‘Il giorno in cui diventai mia madre’ di Patrizia Serra, edito da ExCogita Edizioni, è un romanzo ironico e impertinente, affronta con divertimento e sarcasmo la riflessione sulle aspettative femminili nei confronti dell’universo maschile
Patrizia Serra, al suo esordio letterario, con forte determinazione, cerca di sfatare i consueti e consolidati stereotipi nella relazione uomo – donna, intraprende un appassionante percorso interiore verso l’autonoma indipendenza dal retaggio dell’obbedienza.
Affranca il gene della servitù, l’unità ereditaria delle donne, la soggezione vincolata al modello atavico di educazione ricevuta, il requisito di dipendenza psicologica e sociale al proprio uomo.
La narrazione, velata di spirito comico e disincanto, racchiude un’intensa contraddizione, esprime il dispiacere della disillusione, l’amara accettazione di non percepire, nel confronto con la prerogativa sociale e morale, la riconoscenza, la soddisfazione per le proprie qualità.
L’autrice applica a uno stile genuino ed essenziale, un linguaggio disinvolto e intraprendente per agevolare, nell’ordinarietà della quotidianità, la responsabilità emotiva delle azioni.
Giustifica l’origine e la destinazione dell’universo femminile, concedendo al lettore maschile di conoscere e capire l’evoluzione spontanea del sentimento, della sua condivisione.
Il cammino rassegnato e mortificante della protagonista, nell’attitudine umana di adeguamento e di consenso ai sacrifici, cambia direzione e posizione, quando la donna, con imprevedibile abilità e istinto di sopravvivenza, riesce a liberare il suo ruolo.

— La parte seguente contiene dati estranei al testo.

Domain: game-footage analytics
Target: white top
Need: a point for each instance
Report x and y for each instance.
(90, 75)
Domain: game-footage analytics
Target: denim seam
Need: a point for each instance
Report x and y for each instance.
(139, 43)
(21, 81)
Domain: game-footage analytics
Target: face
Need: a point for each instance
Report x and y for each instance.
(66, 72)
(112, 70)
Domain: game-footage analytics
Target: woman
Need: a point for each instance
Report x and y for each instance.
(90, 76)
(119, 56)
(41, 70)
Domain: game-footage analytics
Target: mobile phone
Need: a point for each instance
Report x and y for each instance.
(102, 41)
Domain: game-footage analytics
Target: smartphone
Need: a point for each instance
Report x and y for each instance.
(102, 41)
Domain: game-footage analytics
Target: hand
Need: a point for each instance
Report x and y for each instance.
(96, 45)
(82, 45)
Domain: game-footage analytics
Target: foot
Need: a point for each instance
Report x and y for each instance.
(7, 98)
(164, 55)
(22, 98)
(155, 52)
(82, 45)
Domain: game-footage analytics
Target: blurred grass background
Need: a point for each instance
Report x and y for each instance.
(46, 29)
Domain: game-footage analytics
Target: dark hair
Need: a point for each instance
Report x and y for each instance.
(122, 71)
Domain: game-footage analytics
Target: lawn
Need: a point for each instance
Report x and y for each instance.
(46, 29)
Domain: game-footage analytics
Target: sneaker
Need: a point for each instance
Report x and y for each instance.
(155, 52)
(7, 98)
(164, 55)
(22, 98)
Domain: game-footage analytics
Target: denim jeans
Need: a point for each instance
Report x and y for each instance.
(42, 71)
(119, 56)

Difende l’orgoglio della rispettabilità e la compostezza della consapevolezza, coltiva l’amore verso di sé, considera il proprio benessere e la propria felicità.
Il giorno in cui diventai mia madre:
prospettiva dei rapporti umani
La Serra riflette sulla cedevolezza generazionale del bagaglio culturale congenito, sull’arrendevolezza autobiografica di ogni donna nel fatale momento in cui un uomo entra nella propria vita. Rievoca il ritorno sensibile al senso del dovere, il mantenimento dell’obbligo morale, riesce a rivoluzionare il preconcetto dei luoghi comuni, nell’impegno casalingo muliebre, con la pratica irriverente e divertente del distacco intelligente.

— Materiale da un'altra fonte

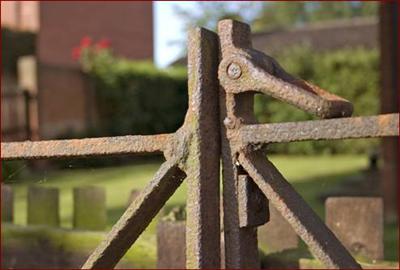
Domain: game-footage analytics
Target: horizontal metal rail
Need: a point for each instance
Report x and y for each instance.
(85, 147)
(136, 218)
(343, 128)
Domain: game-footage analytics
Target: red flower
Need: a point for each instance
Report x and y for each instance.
(76, 53)
(103, 44)
(86, 42)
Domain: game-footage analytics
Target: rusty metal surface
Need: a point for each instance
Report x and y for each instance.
(241, 250)
(244, 69)
(85, 147)
(202, 162)
(136, 218)
(344, 128)
(320, 240)
(253, 206)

L’opera narrativa trafigge le tonalità introspettive della protagonista che, come sua madre, allenata ad affermare l’emblema maschile all’attenzione principale della propria vita e della propria concezione d’ideali, si ritrova a contrastare il disagio affettivo per rivendicare la propria individualità e professare la sua brillante qualità lavorativa nel mondo del giornalismo.
Un romanzo che fa bene, comunica una bella lezione, sempre contemporanea, divulga l’incondizionata e immensa capacità di amare delle donne, e la loro ragione dominante nella condivisione. Grazie all’esperienza e alla destrezza sarcastica, la scrittrice intuisce l’accorgimento relazionale di scherzare, ridere senza condizionamenti, senza imporsi delle inibizioni.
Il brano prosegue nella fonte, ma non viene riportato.